En trop bon état pour être jeté
Jan Klingenberg fabrique des guitares électriques à partir d'anciennes marches d'escalier, de boîtes de cigares vides et de skateboards cassés. Plus elles ont l'air farfelu, mieux c'est.
Sur son ordinateur Jan nous montre comment il conçoit tout d'abord des croquis en trois dimensions. Avec son curseur, il parcourt l'écran, monte et démonte virtuellement des pièces – jusqu'à ce que son plan lui plaise. Pour un amateur, ça a l'air très professionnel – et c'est le cas en effet: «Le logiciel est complexe mais j'ai déjà travaillé avec un programme similaire au cours de mes études, ce qui m'a permis de bien m'y adapter.» Une fois le croquis terminé, Jan découpe à la scie un modèle dans du contreplaqué ou des restes de bois et reporte les formes sur le matériel brut de son choix.

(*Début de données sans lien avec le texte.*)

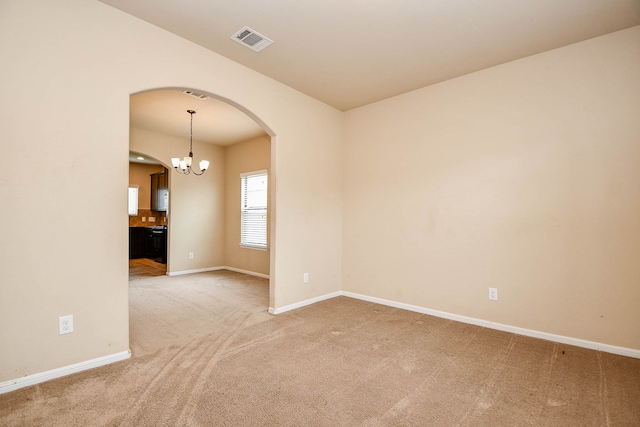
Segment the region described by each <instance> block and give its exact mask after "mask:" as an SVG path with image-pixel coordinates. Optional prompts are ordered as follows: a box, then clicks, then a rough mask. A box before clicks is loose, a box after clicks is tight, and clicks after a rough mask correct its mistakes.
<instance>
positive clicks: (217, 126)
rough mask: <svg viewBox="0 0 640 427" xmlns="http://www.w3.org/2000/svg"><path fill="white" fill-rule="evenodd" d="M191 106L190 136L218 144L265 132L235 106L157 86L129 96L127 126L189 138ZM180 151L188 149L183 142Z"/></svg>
mask: <svg viewBox="0 0 640 427" xmlns="http://www.w3.org/2000/svg"><path fill="white" fill-rule="evenodd" d="M187 110H194V111H195V112H196V113H195V114H194V115H193V139H194V141H201V142H207V143H210V144H216V145H221V146H227V145H232V144H236V143H238V142H241V141H246V140H248V139H251V138H255V137H258V136H260V135H265V132H264V131H263V130H262V128H261V127H260V126H259V125H258V124H257V123H256V122H255V121H254V120H253V119H251V118H250V117H249V116H247V115H246V114H245V113H243V112H242V111H240V110H238V109H237V108H235V107H233V106H231V105H229V104H227V103H226V102H222V101H219V100H217V99H215V98H212V97H209V98H207V99H199V98H195V97H193V96H189V95H185V94H184V93H183V92H182V90H179V89H161V90H154V91H149V92H142V93H138V94H135V95H132V96H131V103H130V110H129V116H130V120H131V126H132V127H135V128H138V129H144V130H148V131H153V132H159V133H164V134H167V135H172V136H177V137H181V138H185V139H187V140H188V139H189V133H190V120H191V117H190V114H189V113H187ZM184 151H185V153H184V154H180V153H176V157H182V156H184V155H186V154H187V153H188V152H189V146H188V145H187V144H185V146H184Z"/></svg>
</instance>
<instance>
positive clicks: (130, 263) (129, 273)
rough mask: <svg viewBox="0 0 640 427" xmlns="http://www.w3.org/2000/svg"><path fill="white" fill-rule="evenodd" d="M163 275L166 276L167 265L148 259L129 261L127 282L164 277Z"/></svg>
mask: <svg viewBox="0 0 640 427" xmlns="http://www.w3.org/2000/svg"><path fill="white" fill-rule="evenodd" d="M165 274H167V264H161V263H159V262H156V261H154V260H152V259H149V258H139V259H130V260H129V280H136V279H144V278H145V277H153V276H164V275H165Z"/></svg>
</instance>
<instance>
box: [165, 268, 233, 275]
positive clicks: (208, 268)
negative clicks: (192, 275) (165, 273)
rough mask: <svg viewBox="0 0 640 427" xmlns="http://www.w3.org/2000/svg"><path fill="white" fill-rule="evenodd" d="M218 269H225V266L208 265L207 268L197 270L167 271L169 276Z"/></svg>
mask: <svg viewBox="0 0 640 427" xmlns="http://www.w3.org/2000/svg"><path fill="white" fill-rule="evenodd" d="M218 270H224V267H207V268H199V269H197V270H182V271H172V272H170V273H167V276H182V275H183V274H195V273H206V272H207V271H218Z"/></svg>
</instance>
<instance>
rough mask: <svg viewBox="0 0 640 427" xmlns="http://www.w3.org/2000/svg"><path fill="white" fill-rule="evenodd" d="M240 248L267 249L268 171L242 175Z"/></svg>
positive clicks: (263, 249) (240, 217)
mask: <svg viewBox="0 0 640 427" xmlns="http://www.w3.org/2000/svg"><path fill="white" fill-rule="evenodd" d="M240 187H241V192H242V194H241V197H240V205H241V206H240V210H241V216H240V246H245V247H249V248H255V249H263V250H266V249H267V171H266V170H262V171H256V172H248V173H243V174H240Z"/></svg>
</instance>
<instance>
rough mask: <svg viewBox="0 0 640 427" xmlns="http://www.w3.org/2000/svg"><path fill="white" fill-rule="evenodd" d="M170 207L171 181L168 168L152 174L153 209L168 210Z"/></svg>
mask: <svg viewBox="0 0 640 427" xmlns="http://www.w3.org/2000/svg"><path fill="white" fill-rule="evenodd" d="M168 207H169V183H168V174H167V173H166V169H165V170H164V171H162V172H157V173H152V174H151V210H152V211H157V212H166V211H167V208H168Z"/></svg>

Lorsque le manche de guitare est découpé et fraisé, il faut procéder à l'étape de travail suivante: il installe la frette sur la touche et appuie dessus avec la presse manuelle dans le sillet. Pour cela, il doit placer les frettes précisément à un demi-millimètre sur le manche, sinon le son ne correspond plus ensuite: «Il faut travailler avec beaucoup de précision, mais pas besoin d'avoir fait des études spéciales pour cela. Cependant il est préférable d'avoir quelques bases musicales en guitare, sinon on ne peut pas comprendre ce métier.» Dès que les frettes ont trouvé leur place sur le manche, on applique une goutte de colle à prise rapide aux extrémités des frettes pour que tout reste en place. Le geste doit être sûr. «Si la moindre petite goutte de colle à prise rapide tombe sur la touche, c'est fichu.»

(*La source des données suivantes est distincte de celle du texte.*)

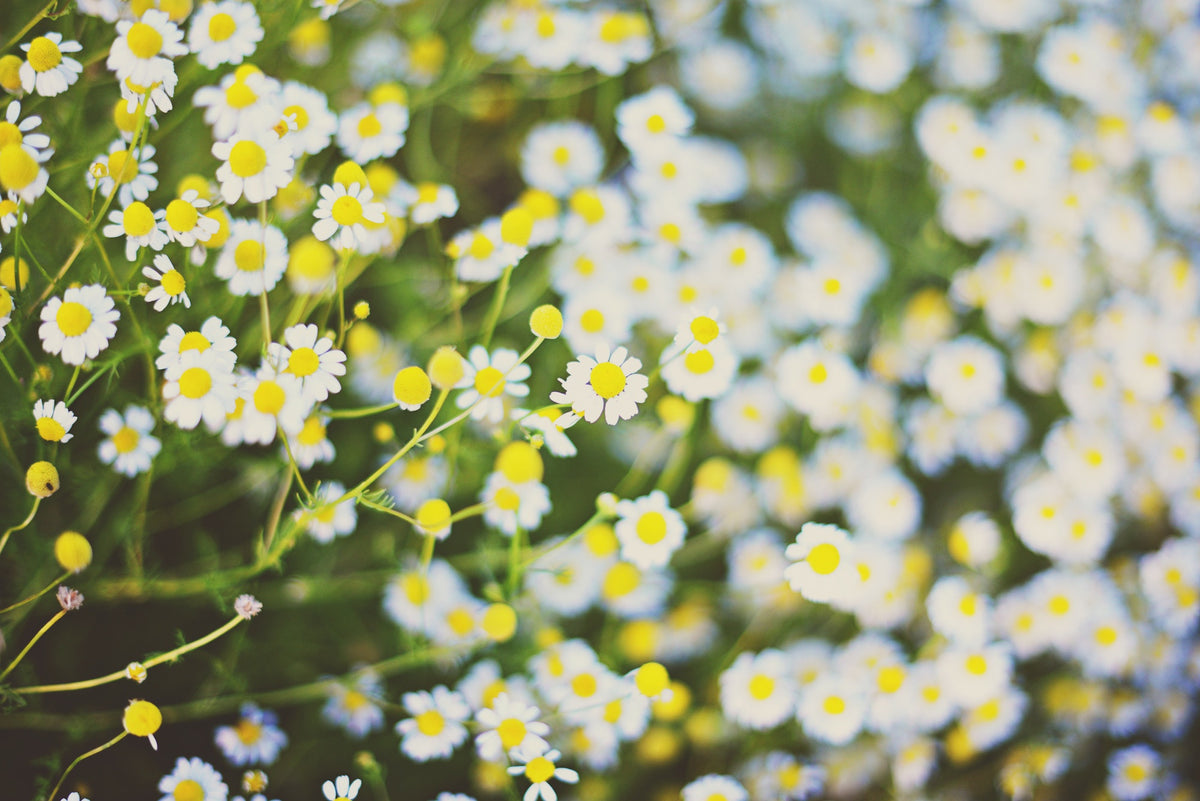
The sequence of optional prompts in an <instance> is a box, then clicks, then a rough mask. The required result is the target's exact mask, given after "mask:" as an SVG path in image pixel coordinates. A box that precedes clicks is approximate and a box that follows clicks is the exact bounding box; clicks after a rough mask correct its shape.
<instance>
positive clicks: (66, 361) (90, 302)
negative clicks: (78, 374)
mask: <svg viewBox="0 0 1200 801" xmlns="http://www.w3.org/2000/svg"><path fill="white" fill-rule="evenodd" d="M115 306H116V305H115V303H114V302H113V299H112V297H109V296H108V293H106V291H104V288H103V287H102V285H100V284H89V285H86V287H72V288H70V289H67V290H66V291H65V293H64V294H62V297H61V299H60V297H52V299H50V300H49V301H47V303H46V306H43V307H42V315H41V317H42V325H41V326H38V329H37V336H38V337H40V338H41V339H42V348H43V349H44V350H46V353H48V354H55V355H56V354H61V355H62V361H64V362H66V363H67V365H83V362H84V360H86V359H95V357H96V356H98V355H100V351H102V350H104V349H106V348H108V343H109V341H110V339H112V338H113V337H115V336H116V320H118V319H120V317H121V314H120V312H118V311H116V308H115Z"/></svg>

Jan arrondit ensuite les frettes une à une à la main avec une lime. Ça avance. Jan adore ce processus de création. Tellement qu'il commence à traîner un peu: «J'appelle cela l'angoisse de l'accomplissement. C'est pour cela que je préfère retarder l'échéance.» Les frettes sont désormais alignées mais les bords sont encore tranchants. Il lime à l'aide du bloc de ponçage. Tout est parfait.
La prochaine étape inclut l'utilisation de la fraise CNC. Elle est équipée d'un système supplémentaire qui lui permet de fraiser deux manches en une fois. Mais aujourd'hui il ne serre qu'un seul manche de guitare, fraise des trous pour les mécaniques dans la plaque de tête et des petits trous pour les points latéraux qui indiquent les fréquences sur les frettes et au dos du manche.

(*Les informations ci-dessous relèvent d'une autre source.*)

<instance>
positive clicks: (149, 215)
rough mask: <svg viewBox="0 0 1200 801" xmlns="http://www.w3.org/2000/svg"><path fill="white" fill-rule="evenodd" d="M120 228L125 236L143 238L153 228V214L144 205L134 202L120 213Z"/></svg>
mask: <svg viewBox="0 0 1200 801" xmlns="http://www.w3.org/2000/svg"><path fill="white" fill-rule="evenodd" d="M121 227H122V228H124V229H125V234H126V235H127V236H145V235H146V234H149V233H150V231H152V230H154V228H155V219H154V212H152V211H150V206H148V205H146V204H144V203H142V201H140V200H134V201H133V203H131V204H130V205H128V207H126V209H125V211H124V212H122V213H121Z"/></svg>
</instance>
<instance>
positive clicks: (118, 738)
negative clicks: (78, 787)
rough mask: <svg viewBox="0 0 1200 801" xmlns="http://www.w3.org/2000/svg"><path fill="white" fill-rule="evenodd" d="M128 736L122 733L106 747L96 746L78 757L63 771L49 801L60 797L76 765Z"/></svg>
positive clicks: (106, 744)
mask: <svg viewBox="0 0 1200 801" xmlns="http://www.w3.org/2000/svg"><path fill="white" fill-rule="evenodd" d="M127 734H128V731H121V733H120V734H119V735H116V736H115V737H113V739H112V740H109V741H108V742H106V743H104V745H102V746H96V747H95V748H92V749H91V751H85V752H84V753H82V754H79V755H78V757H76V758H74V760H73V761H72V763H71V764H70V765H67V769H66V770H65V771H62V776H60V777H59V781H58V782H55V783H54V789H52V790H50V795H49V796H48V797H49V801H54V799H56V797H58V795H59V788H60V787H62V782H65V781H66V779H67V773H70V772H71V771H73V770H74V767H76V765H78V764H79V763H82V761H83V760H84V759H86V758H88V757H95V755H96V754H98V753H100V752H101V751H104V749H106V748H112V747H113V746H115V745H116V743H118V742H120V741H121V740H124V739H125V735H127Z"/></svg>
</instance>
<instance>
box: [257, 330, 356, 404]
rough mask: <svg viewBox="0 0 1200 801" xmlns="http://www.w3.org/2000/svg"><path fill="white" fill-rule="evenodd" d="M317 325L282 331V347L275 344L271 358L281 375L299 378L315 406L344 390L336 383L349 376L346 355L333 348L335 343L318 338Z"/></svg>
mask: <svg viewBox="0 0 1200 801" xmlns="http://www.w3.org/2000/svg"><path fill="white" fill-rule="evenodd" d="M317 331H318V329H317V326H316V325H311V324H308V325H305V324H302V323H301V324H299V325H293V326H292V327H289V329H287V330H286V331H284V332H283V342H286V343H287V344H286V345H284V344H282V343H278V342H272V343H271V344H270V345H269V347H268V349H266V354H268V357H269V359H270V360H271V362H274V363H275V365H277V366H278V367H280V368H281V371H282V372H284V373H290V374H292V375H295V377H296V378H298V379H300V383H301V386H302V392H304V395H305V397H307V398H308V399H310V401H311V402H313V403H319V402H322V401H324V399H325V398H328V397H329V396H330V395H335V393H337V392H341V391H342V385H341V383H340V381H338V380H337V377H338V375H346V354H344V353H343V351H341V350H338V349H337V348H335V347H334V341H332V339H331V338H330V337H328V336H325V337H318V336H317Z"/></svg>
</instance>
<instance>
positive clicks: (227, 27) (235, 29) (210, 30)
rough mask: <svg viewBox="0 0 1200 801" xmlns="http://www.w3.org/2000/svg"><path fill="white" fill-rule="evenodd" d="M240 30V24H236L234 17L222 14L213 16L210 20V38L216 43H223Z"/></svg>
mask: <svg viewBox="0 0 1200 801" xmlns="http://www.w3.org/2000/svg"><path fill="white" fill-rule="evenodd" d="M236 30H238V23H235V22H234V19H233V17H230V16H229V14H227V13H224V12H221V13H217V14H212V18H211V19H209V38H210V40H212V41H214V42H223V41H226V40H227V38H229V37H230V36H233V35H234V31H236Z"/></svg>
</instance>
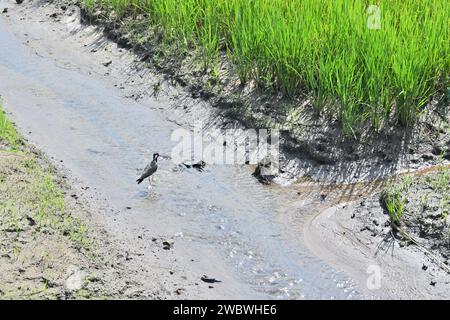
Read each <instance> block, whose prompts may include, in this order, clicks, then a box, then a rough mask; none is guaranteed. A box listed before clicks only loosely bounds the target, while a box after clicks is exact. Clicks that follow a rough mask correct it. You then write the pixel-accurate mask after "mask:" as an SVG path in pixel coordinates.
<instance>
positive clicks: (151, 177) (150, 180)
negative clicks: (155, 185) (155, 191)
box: [148, 176, 152, 189]
mask: <svg viewBox="0 0 450 320" xmlns="http://www.w3.org/2000/svg"><path fill="white" fill-rule="evenodd" d="M148 188H149V189H151V188H152V176H150V177H148Z"/></svg>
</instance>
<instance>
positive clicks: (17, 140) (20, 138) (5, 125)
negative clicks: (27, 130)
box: [0, 105, 22, 149]
mask: <svg viewBox="0 0 450 320" xmlns="http://www.w3.org/2000/svg"><path fill="white" fill-rule="evenodd" d="M1 143H5V144H7V145H8V146H10V147H11V148H12V149H18V147H19V146H20V145H21V143H22V139H21V137H20V135H19V133H18V132H17V131H16V129H15V128H14V125H13V124H12V122H11V121H10V120H9V119H8V118H7V117H6V114H5V112H4V111H3V109H2V107H1V105H0V144H1Z"/></svg>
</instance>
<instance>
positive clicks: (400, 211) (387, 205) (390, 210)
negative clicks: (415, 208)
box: [383, 186, 405, 226]
mask: <svg viewBox="0 0 450 320" xmlns="http://www.w3.org/2000/svg"><path fill="white" fill-rule="evenodd" d="M383 200H384V205H385V207H386V210H387V213H388V214H389V218H390V220H391V224H392V225H397V226H398V225H400V220H401V218H402V216H403V214H404V213H405V199H404V196H403V189H402V188H401V187H399V186H396V187H394V188H393V189H390V190H388V191H385V193H384V195H383Z"/></svg>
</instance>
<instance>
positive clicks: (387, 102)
mask: <svg viewBox="0 0 450 320" xmlns="http://www.w3.org/2000/svg"><path fill="white" fill-rule="evenodd" d="M84 4H85V6H86V7H88V8H91V9H93V8H94V7H98V6H100V7H103V8H105V9H107V10H109V11H114V12H115V13H116V15H117V16H119V17H124V16H130V15H131V16H132V15H137V14H139V13H145V14H146V15H147V17H148V22H149V26H150V28H153V29H156V30H158V31H161V33H162V34H163V36H164V37H163V41H165V42H167V43H172V44H173V43H176V44H177V46H178V48H179V49H180V50H179V52H185V51H186V50H192V49H194V50H196V51H197V52H200V53H201V56H202V57H203V61H204V63H205V66H208V67H210V68H211V70H213V72H214V74H216V75H217V74H218V73H217V64H218V61H219V54H220V53H221V52H226V53H227V55H228V57H229V60H230V61H231V62H232V63H233V65H234V68H235V70H236V72H237V74H238V75H239V77H240V79H241V81H242V82H243V83H245V82H247V81H249V80H256V81H257V83H259V84H260V85H262V86H264V87H269V88H273V89H274V90H276V91H282V92H284V93H285V94H287V95H288V96H296V95H298V94H304V93H306V94H308V95H309V96H311V97H313V101H315V105H316V107H317V108H318V109H322V108H325V107H326V108H327V109H328V110H329V111H330V112H331V113H333V114H335V115H336V116H337V117H338V118H339V119H340V121H341V123H342V127H343V129H344V130H345V132H346V133H352V132H353V131H354V130H357V129H358V128H360V127H361V126H362V125H364V124H367V123H370V124H371V125H372V126H373V127H374V128H377V129H378V128H380V127H381V126H383V125H397V124H401V125H409V124H411V123H412V122H413V121H414V119H415V118H416V116H417V115H418V114H419V113H420V112H421V110H423V108H424V107H425V106H426V105H427V103H428V101H429V100H430V98H431V97H432V96H433V95H434V94H435V93H436V92H438V91H442V92H445V91H446V90H447V88H448V87H449V69H450V68H449V67H450V59H448V57H449V56H450V52H449V51H450V50H449V43H450V42H449V40H450V39H449V32H450V31H449V30H450V10H449V7H448V1H446V0H425V1H416V0H389V1H388V0H378V1H368V0H333V1H330V0H270V1H269V0H253V1H249V0H227V1H224V0H183V1H179V0H151V1H150V0H101V1H100V0H84ZM371 4H376V5H377V7H378V9H379V10H377V9H373V8H372V9H370V8H369V6H370V5H371ZM378 18H379V21H380V25H379V27H380V28H379V29H377V27H378V26H377V19H378ZM374 27H375V28H374Z"/></svg>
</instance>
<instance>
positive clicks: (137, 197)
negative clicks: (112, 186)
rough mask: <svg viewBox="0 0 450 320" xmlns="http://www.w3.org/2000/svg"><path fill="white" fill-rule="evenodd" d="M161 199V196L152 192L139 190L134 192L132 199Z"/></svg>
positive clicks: (146, 190)
mask: <svg viewBox="0 0 450 320" xmlns="http://www.w3.org/2000/svg"><path fill="white" fill-rule="evenodd" d="M160 197H161V194H159V193H157V192H155V191H154V190H141V191H138V192H136V194H135V195H134V196H133V199H151V200H156V199H159V198H160Z"/></svg>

C'est là qu'intervient la boîte de cigares. Jan a déjà fraisé les ouïes et les ouvertures pour l'électronique. Il lime ensuite le bloc du manche. Il ne manque plus que les cordes en acier et l'instrument est prêt. S'il préfère jouer ou fabriquer des guitares? La réponse ne se fait pas attendre: «Les fabriquer!» Quand il est en colère ou stressé, il préfère ne pas s'approcher du sous-sol – car les erreurs arrivent vite. «De temps en temps il arrive malgré tout que je gâche un beau bois en le fraisant mal. Ce genre d'échecs est pour moi un éternel défi. Je mets alors le bois de côté quelques semaines et après avoir pris un peu de distance, je reprends le travail dessus et je finis toujours par être fier du résultat.»
Il ne souhaite pas monter d'entreprise avec ses pièces uniques. Ce qui lui importe, c'est d'expérimenter avec des formes et des couleurs, de réfléchir à des scénarios et de prendre du plaisir à chercher des solutions. Son moment favori en tant que constructeur de guitares c'est celui où un bon musicien essaie l'une de ses guitares. «J'aime créer de mes mains des choses uniques et qui me dépassent. Quand je ne serai plus là, cet enthousiasme me survivra.» Il tire quelques sons de la guitare noire en boîtes de cigares de 90 centimètres et un blues agréable remplace alors le bruit de la scie au sous-sol.